The other scheme that did continue was that which enabled tax concessions for disabled people or people who were providing transport for them. As many members will know, that scheme has some very restrictive criteria. The criteria are about defined disabilities. They are not about mobility. The reason a person needs transport is because he or she is not mobile enough to access community facilities without it. Having to fit into this narrow definition excludes many people who are just as much in need of access to support through the scheme as the people it admits. I have consistently been highlighting that but, in fact, it was highlighted again before my time. Ultimately, the courts determined that the criteria for the scheme were not consistent with the legislation, so rather than change the criteria, they wrote the deficient criteria into the primary legislation. I was astonished, frankly, at how that matter was dealt with.

I know from my own contacts with the people who are charged with making the assessments that they are as frustrated by the criteria as my office is. It is not their frustration or my office's frustration, however. It is the enormous frustration of large numbers of disabled people who cannot understand why some people who are as disabled as them can access the scheme and they cannot. That is an issue that urgently needs to be addressed.

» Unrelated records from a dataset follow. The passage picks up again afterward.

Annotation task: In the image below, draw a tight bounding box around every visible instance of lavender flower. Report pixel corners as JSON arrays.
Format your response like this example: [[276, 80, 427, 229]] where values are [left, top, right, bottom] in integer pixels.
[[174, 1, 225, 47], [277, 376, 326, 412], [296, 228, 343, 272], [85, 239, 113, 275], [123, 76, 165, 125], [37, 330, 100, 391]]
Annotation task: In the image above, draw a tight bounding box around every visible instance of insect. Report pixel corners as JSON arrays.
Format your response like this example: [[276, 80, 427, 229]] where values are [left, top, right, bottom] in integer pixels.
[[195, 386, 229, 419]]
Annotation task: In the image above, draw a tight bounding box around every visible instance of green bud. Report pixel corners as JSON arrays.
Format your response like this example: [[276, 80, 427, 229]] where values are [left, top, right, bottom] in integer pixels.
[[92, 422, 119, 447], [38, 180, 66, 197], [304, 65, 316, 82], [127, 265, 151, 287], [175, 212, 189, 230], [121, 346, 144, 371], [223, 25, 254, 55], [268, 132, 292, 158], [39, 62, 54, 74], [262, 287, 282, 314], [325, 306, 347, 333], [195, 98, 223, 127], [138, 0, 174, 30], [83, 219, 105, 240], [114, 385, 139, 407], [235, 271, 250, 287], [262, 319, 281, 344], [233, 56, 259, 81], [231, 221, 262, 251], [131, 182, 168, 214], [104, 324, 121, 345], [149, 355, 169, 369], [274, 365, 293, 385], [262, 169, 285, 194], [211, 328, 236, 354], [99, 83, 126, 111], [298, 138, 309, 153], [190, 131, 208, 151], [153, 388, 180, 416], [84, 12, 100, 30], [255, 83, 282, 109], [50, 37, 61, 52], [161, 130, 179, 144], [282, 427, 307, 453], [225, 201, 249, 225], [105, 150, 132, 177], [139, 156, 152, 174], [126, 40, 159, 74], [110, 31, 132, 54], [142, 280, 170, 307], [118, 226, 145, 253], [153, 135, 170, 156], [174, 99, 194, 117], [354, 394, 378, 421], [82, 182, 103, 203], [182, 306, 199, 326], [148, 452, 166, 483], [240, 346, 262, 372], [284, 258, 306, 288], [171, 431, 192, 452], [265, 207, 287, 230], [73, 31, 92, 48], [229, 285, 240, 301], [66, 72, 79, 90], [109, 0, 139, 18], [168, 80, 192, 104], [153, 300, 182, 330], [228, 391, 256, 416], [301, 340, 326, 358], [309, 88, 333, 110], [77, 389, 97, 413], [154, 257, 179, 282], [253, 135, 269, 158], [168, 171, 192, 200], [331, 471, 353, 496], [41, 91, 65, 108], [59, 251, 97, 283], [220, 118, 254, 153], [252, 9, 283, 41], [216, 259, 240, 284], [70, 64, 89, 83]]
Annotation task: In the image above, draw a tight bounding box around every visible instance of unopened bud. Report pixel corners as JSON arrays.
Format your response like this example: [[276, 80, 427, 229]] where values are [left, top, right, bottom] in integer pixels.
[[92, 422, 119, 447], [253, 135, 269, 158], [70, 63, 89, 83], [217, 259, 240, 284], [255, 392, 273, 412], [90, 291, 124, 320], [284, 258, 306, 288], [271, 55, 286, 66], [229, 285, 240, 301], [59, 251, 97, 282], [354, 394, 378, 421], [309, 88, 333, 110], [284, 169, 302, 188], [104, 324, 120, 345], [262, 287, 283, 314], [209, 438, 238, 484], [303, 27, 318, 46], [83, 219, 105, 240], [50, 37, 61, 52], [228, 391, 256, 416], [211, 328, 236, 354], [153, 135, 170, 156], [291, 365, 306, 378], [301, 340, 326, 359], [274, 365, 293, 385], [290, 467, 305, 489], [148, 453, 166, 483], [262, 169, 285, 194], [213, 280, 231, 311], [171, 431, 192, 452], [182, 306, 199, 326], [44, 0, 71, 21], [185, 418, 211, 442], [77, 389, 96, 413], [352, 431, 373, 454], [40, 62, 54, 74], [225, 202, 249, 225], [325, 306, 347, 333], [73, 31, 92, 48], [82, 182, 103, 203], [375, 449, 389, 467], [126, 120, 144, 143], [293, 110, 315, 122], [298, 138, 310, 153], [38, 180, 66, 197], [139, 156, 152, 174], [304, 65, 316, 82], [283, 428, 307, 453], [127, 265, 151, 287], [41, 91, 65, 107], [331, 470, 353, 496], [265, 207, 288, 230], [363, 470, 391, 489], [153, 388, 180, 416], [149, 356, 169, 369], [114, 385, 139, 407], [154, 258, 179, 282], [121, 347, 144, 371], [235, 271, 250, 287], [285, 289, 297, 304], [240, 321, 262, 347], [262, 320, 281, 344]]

The most striking thing about this and one of the very good aspects of the way the Ombudsman's office works in Ireland is the number of people who are supported in bringing complaints to the office by their local elected representatives. There is scarcely an elected representative in the Oireachtas or in the Government, for that matter, who has not represented the cases of people to my office.

As I saw it, it was not maladministration but deficient legislation. The solution lay with the people bringing the complaints. This issue has run for a long time and, from my perspective, it is unfinished business. I hope the committee will now make sure it does not last through the life of my successor, Mr. Ger Deering, to whom I offer many congratulations on his nomination to the post. It is one of those things that we should be ashamed of and we need to do something about it.